Issue (i): Whether the election petition was liable to fail for want of a proper affidavit, insufficient particulars, or impermissible amendment.
Analysis: The affidavit accompanying the petition was not shown to suffer from any defect of form. The objection regarding particulars was treated as abandoned and, in any event, the speeches were set out in sufficient detail to meet the requirement of material facts and full particulars. The amendment was held to have clarified the petition by removing ambiguity and by confining the allegations to the statements actually made by the appellant, without introducing a fresh corrupt practice.
Conclusion: The objections to the maintainability of the election petition were rejected.
Issue (ii): Whether the appellant's speeches amounted to corrupt practices under Section 123(2), Section 123(3), and Section 123(3A) of the Representation of the People Act, 1951.
Analysis: The statutory scheme was held to prohibit the use of religion, religious symbols, and appeals to communal hostility as instruments of electoral success.

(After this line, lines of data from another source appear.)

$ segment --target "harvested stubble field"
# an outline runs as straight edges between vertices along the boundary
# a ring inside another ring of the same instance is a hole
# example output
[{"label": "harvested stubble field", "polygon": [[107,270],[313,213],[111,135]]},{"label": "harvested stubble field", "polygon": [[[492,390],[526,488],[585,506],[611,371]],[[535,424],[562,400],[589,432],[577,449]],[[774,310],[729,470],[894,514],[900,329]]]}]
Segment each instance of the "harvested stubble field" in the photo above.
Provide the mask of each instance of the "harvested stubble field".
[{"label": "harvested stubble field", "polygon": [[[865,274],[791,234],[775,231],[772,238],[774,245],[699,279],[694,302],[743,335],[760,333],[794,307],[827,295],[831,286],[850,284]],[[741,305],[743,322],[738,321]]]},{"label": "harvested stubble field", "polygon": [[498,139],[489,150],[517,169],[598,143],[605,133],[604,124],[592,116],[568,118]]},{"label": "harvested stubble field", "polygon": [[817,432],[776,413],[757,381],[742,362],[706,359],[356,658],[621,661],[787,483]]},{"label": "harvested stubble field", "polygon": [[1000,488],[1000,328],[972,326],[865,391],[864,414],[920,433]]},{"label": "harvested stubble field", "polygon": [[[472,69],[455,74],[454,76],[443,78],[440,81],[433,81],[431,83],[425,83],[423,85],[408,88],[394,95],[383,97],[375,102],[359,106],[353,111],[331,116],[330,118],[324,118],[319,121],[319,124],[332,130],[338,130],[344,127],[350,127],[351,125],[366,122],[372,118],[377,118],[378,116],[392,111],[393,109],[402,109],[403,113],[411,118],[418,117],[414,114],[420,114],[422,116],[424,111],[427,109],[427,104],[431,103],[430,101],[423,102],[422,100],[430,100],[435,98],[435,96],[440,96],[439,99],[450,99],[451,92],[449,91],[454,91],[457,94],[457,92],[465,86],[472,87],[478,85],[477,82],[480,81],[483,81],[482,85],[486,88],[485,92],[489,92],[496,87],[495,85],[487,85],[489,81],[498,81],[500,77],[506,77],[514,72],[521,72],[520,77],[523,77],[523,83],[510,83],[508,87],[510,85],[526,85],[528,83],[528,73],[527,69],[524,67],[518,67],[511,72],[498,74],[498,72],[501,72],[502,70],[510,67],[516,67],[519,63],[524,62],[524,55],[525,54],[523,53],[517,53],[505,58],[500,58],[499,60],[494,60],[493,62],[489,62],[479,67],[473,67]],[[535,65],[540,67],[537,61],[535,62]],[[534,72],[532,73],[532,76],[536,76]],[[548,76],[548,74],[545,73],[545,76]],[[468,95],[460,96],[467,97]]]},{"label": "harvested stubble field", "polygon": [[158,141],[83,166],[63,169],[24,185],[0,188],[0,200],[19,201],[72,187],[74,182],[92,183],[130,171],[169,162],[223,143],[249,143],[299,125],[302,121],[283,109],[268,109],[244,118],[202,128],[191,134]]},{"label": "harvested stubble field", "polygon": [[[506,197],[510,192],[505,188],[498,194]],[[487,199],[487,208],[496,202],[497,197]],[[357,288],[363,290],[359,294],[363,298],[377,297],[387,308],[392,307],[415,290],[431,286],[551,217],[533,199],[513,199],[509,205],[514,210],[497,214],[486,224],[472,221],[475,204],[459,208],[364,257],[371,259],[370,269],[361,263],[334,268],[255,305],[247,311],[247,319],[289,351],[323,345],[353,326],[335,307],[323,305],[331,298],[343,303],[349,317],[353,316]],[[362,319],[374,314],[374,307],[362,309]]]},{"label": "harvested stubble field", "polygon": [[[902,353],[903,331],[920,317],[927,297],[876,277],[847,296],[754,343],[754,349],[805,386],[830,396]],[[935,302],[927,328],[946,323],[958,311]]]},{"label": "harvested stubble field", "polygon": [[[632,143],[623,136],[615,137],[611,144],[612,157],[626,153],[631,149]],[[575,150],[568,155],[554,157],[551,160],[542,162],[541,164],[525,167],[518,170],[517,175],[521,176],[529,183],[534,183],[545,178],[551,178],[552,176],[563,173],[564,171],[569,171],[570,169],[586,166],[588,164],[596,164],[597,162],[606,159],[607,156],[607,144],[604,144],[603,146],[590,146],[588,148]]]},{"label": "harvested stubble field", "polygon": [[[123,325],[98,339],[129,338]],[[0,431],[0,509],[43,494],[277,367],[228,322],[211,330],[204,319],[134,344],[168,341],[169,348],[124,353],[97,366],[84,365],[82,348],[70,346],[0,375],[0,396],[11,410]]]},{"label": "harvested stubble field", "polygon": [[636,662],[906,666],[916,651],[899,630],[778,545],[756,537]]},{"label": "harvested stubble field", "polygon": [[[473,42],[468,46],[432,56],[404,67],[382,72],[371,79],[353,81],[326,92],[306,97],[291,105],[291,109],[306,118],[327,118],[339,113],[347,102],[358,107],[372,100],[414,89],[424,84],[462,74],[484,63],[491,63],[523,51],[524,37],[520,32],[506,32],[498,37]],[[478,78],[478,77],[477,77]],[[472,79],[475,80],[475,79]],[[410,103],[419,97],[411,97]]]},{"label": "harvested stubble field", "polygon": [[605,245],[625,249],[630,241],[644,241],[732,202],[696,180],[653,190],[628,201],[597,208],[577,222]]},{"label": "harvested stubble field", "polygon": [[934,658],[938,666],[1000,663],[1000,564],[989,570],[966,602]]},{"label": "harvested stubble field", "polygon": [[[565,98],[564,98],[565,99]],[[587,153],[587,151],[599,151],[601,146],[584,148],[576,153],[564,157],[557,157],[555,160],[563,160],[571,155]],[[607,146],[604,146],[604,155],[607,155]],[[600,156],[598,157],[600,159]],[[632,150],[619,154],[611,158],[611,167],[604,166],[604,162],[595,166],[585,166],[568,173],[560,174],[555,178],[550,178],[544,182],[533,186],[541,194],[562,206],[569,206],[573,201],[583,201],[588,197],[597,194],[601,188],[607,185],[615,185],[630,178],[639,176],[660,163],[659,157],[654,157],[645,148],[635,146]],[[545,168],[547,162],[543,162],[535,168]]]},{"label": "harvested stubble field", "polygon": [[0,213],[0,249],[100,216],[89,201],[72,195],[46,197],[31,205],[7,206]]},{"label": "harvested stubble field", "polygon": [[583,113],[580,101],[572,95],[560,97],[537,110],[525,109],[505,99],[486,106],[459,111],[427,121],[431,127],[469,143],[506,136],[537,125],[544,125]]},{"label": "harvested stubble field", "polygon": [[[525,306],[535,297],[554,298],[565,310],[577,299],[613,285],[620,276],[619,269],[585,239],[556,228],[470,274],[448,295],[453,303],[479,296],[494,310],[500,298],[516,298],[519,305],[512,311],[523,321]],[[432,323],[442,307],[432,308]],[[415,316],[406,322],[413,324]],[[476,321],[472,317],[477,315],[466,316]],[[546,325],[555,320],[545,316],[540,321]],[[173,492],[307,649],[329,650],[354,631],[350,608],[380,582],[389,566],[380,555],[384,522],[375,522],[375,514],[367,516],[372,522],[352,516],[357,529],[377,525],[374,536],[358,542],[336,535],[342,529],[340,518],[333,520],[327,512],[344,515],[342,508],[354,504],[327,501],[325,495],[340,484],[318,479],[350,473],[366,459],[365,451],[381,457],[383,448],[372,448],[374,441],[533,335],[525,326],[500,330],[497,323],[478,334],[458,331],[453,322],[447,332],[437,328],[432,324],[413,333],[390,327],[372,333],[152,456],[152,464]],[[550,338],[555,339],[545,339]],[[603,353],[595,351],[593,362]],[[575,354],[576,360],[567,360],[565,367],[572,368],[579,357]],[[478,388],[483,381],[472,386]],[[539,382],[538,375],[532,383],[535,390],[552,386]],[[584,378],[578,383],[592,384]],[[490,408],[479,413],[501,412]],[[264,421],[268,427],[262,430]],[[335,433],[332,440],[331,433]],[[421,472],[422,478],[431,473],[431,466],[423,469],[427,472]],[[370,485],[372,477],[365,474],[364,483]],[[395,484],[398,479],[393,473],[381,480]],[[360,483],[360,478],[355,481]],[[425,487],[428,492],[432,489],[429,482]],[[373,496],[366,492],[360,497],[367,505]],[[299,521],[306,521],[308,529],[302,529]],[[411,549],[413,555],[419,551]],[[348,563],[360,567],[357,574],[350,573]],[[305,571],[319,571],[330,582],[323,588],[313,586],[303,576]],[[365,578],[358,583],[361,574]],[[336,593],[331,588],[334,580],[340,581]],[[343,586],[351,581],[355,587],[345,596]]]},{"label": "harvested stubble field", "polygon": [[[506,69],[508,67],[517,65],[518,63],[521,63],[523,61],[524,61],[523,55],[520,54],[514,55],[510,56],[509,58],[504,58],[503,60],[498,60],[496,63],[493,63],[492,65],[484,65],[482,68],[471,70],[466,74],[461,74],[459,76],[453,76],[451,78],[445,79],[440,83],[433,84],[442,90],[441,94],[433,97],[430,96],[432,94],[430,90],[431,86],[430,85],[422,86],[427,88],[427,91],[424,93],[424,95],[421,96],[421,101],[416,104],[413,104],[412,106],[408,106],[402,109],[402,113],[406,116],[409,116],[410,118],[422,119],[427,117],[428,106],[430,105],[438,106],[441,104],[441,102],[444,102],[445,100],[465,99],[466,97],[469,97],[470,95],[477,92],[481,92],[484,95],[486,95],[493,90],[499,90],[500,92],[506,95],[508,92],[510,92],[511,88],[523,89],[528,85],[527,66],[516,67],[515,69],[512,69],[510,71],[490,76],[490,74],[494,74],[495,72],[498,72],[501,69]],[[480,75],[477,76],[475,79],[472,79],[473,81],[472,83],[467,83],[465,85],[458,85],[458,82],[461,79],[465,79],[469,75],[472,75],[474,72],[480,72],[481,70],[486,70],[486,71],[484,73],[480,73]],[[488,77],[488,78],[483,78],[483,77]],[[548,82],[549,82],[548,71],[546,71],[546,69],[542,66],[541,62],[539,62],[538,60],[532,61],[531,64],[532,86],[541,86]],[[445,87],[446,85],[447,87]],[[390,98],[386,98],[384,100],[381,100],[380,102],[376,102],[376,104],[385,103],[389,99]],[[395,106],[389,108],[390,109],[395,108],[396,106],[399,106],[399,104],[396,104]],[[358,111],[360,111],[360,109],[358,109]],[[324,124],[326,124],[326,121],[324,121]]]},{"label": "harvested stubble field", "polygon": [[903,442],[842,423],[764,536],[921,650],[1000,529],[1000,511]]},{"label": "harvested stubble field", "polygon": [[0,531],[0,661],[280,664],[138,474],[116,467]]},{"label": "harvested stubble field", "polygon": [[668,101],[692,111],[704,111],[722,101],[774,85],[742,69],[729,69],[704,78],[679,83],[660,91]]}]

On the evidence, the appellant's speeches repeatedly attacked the rival candidate on religious grounds, portrayed him as unfit to represent the electorate because of his supposed faith and practices, and appealed to voters to support the appellant because he alone represented true religion. Certain speeches also promoted hostility between religious communities and treated the contest as a struggle for religion itself. The tape recordings, transcripts, and corroborative oral evidence were accepted as reliable and admissible.
Conclusion: The appellant was held guilty of corrupt practices under Section 123(2), Section 123(3), and Section 123(3A) of the Representation of the People Act, 1951.
Final Conclusion: The appeal failed on the merits, the finding setting aside the election was sustained, and only the order as to costs was modified.
Ratio Decidendi: In an election, an appeal for votes on the ground that one candidate is a true adherent of a religion and the rival is not, or an appeal that exploits religious animosity or communal hostility, falls within the statutory prohibition against corrupt electoral practices.